7. M. E...soutient présenter des garanties de représentation suffisantes. Il indique également avoir entrepris des démarches pour se marier avec MmeC.... Toutefois, d'une part, il est constant que M. E...s'est maintenu sur le territoire français au-delà de la durée de validité de trois mois du visa " Schengen " que lui avaient délivré les autorités espagnoles. Par suite, par application des dispositions précitées du b) du 3° du II de l'article L. 511-1 du code de l'entrée et du séjour des étrangers et du droit d'asile, il est réputé exister un risque que M. E...se soustraie à l'obligation de quitter le territoire français qui lui a été signifiée. La circonstance qu'il justifie d'un lieu de résidence effectif et permanent est à cet égard sans incidence. D'autre part, M.E..., en se bornant à produire la page de garde d'un dossier de mariage, vierge de toute annotation, n'établit pas avoir entrepris des démarches pour épouser sa concubine. Par suite, il n'est pas fondé à soutenir que la préfète de l'Aube aurait commis une erreur manifeste dans l'appréciation des conséquences de sa décision refusant à M. E...l'octroi d'un délai de départ volontaire sur la vie personnelle et familiale de ce dernier.
Sur la décision portant assignation à résidence :
8. M. E...n'établissant pas l'illégalité de l'arrêté de la préfète de l'Aube du 25 juillet 2017 lui faisant obligation de quitter le territoire français, le moyen tiré de l'exception d'illégalité de cette décision, soulevé à l'appui des conclusions à fin d'annulation de l'arrêté portant assignation à résidence pris le même jour, ne peut dès lors qu'être écarté.
9. Il résulte de tout ce qui précède que M. E... n'est pas fondé à soutenir que c'est à tort que, par le jugement attaqué, le magistrat désigné par le tribunal administratif de Châlons-en-Champagne a rejeté sa demande.

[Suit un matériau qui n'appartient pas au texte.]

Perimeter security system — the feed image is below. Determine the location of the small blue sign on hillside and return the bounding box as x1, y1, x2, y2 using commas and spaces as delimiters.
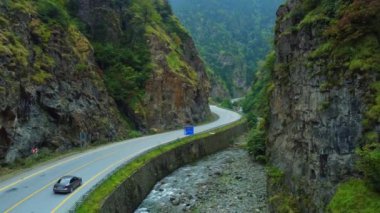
185, 126, 194, 135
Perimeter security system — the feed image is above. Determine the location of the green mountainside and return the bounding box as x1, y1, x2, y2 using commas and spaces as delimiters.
244, 0, 380, 212
0, 0, 210, 163
170, 0, 283, 97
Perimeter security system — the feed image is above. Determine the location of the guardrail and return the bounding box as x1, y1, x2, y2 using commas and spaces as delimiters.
74, 119, 246, 213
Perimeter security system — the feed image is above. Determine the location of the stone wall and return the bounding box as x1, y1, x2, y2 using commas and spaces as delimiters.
101, 120, 247, 213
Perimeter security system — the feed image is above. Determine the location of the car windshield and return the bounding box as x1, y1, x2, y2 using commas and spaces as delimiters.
58, 178, 71, 185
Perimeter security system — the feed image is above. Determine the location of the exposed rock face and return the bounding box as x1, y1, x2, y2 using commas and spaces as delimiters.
0, 1, 124, 162
144, 30, 210, 129
72, 0, 210, 130
268, 0, 368, 212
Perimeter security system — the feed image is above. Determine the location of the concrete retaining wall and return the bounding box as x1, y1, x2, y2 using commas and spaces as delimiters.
101, 123, 247, 213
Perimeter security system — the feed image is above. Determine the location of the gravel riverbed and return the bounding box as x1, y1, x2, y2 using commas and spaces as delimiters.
135, 136, 267, 213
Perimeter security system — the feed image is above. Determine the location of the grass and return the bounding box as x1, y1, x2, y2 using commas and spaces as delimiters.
327, 179, 380, 213
76, 120, 246, 213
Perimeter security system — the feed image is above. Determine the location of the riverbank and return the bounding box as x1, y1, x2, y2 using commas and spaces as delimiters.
136, 136, 267, 213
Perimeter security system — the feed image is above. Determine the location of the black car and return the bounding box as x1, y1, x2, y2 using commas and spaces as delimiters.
53, 176, 82, 193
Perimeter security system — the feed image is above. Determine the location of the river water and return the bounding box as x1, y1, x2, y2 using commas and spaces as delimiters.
135, 136, 267, 213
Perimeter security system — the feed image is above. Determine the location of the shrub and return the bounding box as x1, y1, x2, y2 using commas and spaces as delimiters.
37, 0, 69, 28
358, 143, 380, 192
327, 179, 380, 213
248, 120, 267, 161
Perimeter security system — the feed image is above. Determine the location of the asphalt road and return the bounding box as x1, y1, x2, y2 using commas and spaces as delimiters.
0, 106, 240, 213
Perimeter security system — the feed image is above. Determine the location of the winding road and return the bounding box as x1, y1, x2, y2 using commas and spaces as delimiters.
0, 106, 241, 213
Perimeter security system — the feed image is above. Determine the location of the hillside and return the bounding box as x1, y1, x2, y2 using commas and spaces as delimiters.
170, 0, 283, 97
0, 0, 210, 162
245, 0, 380, 212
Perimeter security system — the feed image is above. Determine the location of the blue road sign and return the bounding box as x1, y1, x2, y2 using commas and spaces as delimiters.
185, 126, 194, 135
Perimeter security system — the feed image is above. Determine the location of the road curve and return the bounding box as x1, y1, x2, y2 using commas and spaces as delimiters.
0, 106, 241, 213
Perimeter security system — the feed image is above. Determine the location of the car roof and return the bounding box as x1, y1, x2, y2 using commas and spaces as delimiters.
60, 175, 75, 179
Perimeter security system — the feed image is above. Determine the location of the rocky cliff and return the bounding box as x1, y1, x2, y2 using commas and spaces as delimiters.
0, 0, 210, 162
0, 0, 125, 162
267, 0, 380, 212
71, 0, 210, 130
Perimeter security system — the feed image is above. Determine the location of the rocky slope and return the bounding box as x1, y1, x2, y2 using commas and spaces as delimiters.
0, 1, 125, 162
0, 0, 210, 162
267, 0, 380, 212
75, 0, 210, 130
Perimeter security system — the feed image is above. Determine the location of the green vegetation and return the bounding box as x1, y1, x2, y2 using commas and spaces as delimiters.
287, 0, 380, 212
36, 0, 70, 29
358, 145, 380, 191
327, 179, 380, 213
76, 120, 245, 213
243, 52, 276, 163
170, 0, 282, 96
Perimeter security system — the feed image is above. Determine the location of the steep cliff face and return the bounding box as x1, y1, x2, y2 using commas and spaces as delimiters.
0, 0, 125, 162
267, 0, 380, 212
73, 0, 210, 130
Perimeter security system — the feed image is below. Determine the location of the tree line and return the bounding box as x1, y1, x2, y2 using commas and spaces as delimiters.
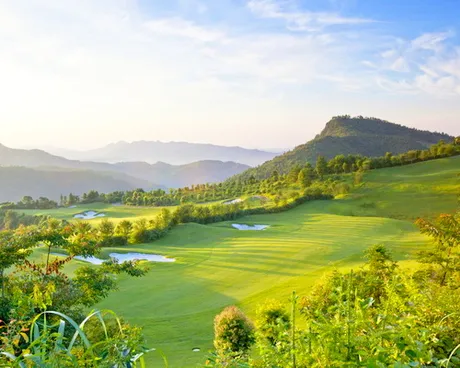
0, 137, 460, 209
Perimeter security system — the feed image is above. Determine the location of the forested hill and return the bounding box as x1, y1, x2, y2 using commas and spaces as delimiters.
229, 115, 453, 180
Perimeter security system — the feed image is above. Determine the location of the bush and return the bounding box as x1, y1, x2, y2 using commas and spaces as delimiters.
214, 306, 255, 355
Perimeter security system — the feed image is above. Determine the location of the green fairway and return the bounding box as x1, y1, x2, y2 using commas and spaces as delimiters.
26, 158, 460, 367
94, 206, 432, 367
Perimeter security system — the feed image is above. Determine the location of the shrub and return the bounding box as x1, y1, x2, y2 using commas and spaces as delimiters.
214, 306, 255, 355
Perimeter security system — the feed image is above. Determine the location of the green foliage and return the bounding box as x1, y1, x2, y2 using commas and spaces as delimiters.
210, 211, 460, 368
416, 214, 460, 286
214, 306, 254, 359
230, 115, 458, 182
0, 310, 148, 368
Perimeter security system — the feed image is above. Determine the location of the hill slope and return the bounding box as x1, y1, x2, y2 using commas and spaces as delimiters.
47, 141, 276, 166
0, 167, 158, 202
0, 145, 249, 189
232, 116, 453, 179
113, 160, 249, 188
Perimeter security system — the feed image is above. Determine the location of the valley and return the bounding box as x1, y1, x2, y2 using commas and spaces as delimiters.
27, 157, 460, 367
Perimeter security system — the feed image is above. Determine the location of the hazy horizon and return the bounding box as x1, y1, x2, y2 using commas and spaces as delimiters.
0, 0, 460, 150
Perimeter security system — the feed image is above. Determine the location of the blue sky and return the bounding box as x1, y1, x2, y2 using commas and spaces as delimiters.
0, 0, 460, 149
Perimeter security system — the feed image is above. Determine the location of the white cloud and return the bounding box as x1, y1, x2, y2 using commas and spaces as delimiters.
248, 0, 374, 31
145, 17, 224, 42
410, 32, 453, 51
365, 32, 460, 97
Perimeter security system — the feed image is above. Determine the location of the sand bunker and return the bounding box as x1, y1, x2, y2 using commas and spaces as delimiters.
75, 253, 176, 265
232, 224, 268, 231
224, 198, 243, 204
74, 211, 105, 220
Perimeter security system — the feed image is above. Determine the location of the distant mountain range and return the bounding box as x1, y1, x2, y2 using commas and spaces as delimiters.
48, 141, 280, 166
0, 167, 155, 203
0, 116, 453, 201
231, 115, 454, 180
0, 144, 249, 201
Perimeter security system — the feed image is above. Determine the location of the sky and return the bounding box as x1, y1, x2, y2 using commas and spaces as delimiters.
0, 0, 460, 149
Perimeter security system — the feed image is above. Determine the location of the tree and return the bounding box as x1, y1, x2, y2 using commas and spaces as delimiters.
315, 156, 327, 179
287, 164, 301, 184
297, 167, 314, 188
98, 219, 115, 241
256, 300, 291, 345
0, 231, 35, 300
416, 214, 460, 286
214, 306, 255, 355
115, 220, 133, 239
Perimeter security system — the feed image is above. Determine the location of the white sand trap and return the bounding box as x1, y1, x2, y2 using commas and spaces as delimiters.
224, 198, 243, 204
232, 224, 269, 231
75, 253, 176, 265
74, 211, 105, 220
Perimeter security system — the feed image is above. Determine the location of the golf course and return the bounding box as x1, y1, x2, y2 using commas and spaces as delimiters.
30, 157, 460, 367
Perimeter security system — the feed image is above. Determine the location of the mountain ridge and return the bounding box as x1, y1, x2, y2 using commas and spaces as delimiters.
45, 140, 277, 166
0, 144, 249, 200
229, 115, 454, 180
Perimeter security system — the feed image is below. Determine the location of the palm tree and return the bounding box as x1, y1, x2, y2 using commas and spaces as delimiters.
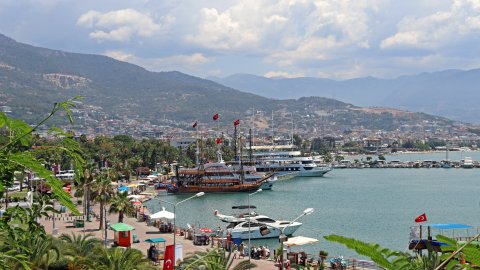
109, 192, 135, 222
181, 248, 257, 270
59, 232, 102, 269
324, 235, 411, 270
74, 162, 97, 216
95, 247, 156, 270
24, 234, 60, 270
92, 174, 113, 230
324, 235, 448, 270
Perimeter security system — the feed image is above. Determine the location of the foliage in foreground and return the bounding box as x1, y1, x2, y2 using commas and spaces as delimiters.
324, 235, 480, 270
180, 248, 257, 270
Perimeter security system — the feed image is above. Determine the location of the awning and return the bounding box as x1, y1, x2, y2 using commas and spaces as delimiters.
150, 207, 175, 219
110, 222, 135, 232
145, 237, 167, 243
283, 236, 318, 247
429, 224, 473, 230
127, 194, 145, 200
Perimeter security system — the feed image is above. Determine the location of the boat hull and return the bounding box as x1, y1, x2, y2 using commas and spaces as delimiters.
168, 183, 262, 194
298, 167, 332, 177
230, 223, 302, 240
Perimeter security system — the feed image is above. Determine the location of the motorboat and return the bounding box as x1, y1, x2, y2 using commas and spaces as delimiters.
214, 206, 302, 239
462, 157, 473, 169
253, 145, 332, 179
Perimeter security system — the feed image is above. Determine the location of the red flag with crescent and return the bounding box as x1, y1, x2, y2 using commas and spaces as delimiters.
415, 213, 427, 222
163, 245, 175, 270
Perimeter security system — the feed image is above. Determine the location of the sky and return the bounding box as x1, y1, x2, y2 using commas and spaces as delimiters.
0, 0, 480, 80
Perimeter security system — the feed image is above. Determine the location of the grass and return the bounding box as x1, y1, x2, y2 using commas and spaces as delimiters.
8, 189, 28, 200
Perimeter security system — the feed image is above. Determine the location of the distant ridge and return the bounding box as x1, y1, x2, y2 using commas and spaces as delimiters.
211, 69, 480, 123
0, 35, 451, 130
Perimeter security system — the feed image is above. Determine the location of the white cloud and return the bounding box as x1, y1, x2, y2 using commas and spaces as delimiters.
77, 9, 175, 41
263, 71, 305, 78
104, 51, 136, 62
104, 51, 211, 73
380, 0, 480, 50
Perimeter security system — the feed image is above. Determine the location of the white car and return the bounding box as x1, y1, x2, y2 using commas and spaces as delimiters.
7, 185, 20, 191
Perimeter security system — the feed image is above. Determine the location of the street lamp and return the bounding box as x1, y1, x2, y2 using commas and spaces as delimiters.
248, 188, 262, 261
278, 208, 315, 270
158, 192, 205, 269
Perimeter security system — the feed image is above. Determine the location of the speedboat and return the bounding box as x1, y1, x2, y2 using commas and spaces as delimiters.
214, 206, 302, 239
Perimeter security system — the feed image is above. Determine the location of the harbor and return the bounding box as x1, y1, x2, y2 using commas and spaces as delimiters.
145, 168, 480, 258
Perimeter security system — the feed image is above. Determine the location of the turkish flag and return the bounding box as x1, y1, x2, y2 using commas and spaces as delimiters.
163, 245, 175, 270
415, 213, 427, 222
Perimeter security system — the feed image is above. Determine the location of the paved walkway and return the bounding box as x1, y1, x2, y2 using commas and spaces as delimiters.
40, 197, 278, 270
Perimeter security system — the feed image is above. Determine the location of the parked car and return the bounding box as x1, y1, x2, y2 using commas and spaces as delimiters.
7, 184, 20, 191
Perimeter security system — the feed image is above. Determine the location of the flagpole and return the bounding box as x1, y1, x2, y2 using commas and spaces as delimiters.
233, 123, 238, 161
195, 120, 200, 167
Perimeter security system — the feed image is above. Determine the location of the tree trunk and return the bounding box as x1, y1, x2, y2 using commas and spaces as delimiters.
98, 202, 105, 230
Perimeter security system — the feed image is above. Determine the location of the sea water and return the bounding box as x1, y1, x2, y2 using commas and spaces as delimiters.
146, 162, 480, 257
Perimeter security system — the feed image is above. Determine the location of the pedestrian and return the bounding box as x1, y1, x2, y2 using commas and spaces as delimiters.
233, 243, 238, 259
238, 243, 245, 259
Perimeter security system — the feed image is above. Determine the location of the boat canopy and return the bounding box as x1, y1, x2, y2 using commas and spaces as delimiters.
232, 205, 257, 209
429, 224, 472, 230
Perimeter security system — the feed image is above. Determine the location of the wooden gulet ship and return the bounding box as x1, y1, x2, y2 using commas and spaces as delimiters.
167, 119, 273, 193
168, 162, 272, 193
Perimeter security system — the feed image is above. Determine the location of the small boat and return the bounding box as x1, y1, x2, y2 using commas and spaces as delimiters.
214, 206, 302, 239
462, 157, 473, 169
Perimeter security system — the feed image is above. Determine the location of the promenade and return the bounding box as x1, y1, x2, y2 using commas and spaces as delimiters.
40, 194, 278, 270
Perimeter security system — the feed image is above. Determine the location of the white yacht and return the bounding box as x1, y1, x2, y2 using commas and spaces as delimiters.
462, 157, 473, 169
214, 206, 302, 239
249, 145, 332, 179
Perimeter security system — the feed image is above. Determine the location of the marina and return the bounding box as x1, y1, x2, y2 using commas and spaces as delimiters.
146, 166, 480, 257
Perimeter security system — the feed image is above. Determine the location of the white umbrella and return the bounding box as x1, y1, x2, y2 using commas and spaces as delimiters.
127, 195, 144, 200
150, 207, 175, 219
283, 236, 318, 247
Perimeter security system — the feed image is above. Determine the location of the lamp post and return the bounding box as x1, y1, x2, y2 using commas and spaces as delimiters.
278, 208, 315, 270
248, 189, 262, 261
158, 192, 205, 269
103, 206, 108, 248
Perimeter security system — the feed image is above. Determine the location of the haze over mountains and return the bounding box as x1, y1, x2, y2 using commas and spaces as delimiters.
0, 32, 458, 133
209, 69, 480, 123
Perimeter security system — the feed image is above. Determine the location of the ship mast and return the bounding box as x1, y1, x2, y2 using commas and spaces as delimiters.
195, 120, 200, 167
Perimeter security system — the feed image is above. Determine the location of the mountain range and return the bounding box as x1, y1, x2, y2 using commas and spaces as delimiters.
209, 69, 480, 123
0, 35, 451, 133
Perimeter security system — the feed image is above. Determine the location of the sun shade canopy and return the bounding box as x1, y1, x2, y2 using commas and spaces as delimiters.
430, 224, 472, 230
110, 223, 135, 232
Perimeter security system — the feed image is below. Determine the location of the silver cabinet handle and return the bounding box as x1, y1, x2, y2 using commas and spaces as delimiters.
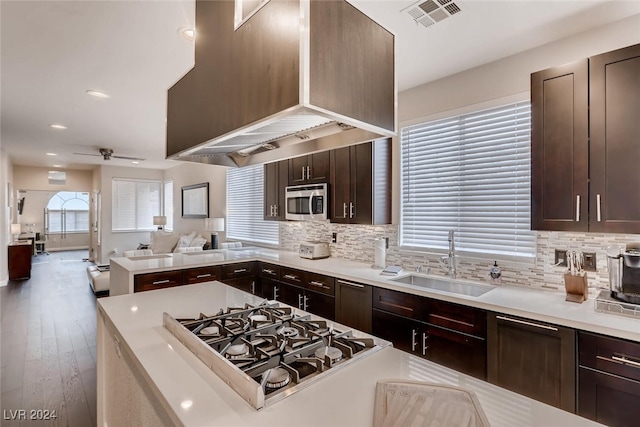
422, 332, 429, 356
309, 280, 331, 289
496, 316, 558, 331
337, 279, 364, 289
611, 356, 640, 369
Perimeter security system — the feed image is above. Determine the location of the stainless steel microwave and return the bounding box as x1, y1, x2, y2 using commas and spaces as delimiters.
285, 184, 328, 221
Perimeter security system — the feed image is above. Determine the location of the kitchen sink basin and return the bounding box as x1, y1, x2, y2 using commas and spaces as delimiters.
391, 274, 495, 297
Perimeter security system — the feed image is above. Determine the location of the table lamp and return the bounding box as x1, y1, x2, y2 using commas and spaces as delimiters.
153, 215, 167, 230
204, 218, 224, 249
11, 224, 21, 240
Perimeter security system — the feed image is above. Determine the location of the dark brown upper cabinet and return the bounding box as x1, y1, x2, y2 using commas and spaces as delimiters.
531, 45, 640, 233
289, 151, 330, 185
264, 160, 289, 221
531, 59, 589, 231
589, 44, 640, 233
329, 138, 391, 225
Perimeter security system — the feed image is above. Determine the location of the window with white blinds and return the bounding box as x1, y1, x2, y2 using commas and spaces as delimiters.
400, 102, 536, 260
111, 178, 162, 231
163, 181, 173, 230
226, 165, 280, 245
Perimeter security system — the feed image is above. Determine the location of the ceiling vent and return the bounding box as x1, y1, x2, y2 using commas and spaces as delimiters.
402, 0, 461, 28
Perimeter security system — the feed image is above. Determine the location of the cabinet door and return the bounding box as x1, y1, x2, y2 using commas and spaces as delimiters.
329, 147, 351, 224
531, 59, 589, 231
371, 309, 427, 356
336, 279, 372, 333
289, 156, 309, 185
487, 313, 576, 412
426, 326, 487, 380
589, 45, 640, 233
578, 367, 640, 427
307, 151, 331, 184
303, 290, 336, 320
263, 162, 279, 221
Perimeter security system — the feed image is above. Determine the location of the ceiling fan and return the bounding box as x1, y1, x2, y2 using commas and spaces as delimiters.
73, 148, 145, 161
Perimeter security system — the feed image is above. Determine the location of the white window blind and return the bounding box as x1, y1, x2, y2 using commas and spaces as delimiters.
226, 165, 280, 245
400, 102, 535, 260
111, 178, 162, 231
164, 181, 173, 230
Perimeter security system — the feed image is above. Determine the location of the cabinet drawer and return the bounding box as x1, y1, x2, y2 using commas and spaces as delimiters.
280, 267, 304, 286
373, 288, 422, 319
260, 262, 280, 280
426, 300, 487, 338
182, 265, 221, 285
222, 261, 255, 279
578, 332, 640, 381
222, 277, 262, 295
304, 273, 336, 295
133, 270, 182, 292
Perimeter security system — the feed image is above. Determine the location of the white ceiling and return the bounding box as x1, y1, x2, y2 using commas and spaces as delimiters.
0, 0, 640, 169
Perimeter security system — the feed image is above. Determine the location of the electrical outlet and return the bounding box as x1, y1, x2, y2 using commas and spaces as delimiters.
553, 249, 567, 267
582, 252, 597, 271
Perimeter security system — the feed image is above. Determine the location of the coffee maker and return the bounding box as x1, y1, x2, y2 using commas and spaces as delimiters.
607, 242, 640, 304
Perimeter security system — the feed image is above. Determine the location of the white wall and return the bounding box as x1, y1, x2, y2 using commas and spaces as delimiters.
97, 166, 164, 264
0, 148, 16, 286
165, 163, 227, 242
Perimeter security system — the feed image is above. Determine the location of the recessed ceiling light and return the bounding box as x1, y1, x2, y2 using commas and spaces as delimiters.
178, 28, 196, 41
87, 90, 110, 98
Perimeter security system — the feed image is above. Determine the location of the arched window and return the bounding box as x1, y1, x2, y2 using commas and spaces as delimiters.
46, 191, 89, 233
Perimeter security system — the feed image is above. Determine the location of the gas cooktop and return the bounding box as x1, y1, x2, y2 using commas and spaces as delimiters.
163, 301, 391, 409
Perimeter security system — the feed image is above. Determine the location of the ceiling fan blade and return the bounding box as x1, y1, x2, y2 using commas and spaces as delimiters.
73, 153, 102, 157
111, 155, 145, 161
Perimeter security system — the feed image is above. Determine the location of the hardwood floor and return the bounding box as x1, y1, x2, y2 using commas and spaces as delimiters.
0, 250, 96, 427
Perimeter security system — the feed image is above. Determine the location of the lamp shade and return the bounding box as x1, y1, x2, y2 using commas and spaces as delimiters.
11, 224, 21, 234
153, 215, 167, 225
204, 218, 224, 231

Par voie de conséquence, ses conclusions à fin d'injonction ainsi que celles qu'il a présentées sur le fondement de l'article L. 761-1 du code de justice administrative, ne peuvent qu'être rejetées.
DÉCIDE :
Article 1er : La requête de M. E... est rejetée.
Article 2 : Le présent arrêt sera notifié à M. A... E...et au ministre de l'intérieur.
Copie en sera adressée au préfet de l'Aube.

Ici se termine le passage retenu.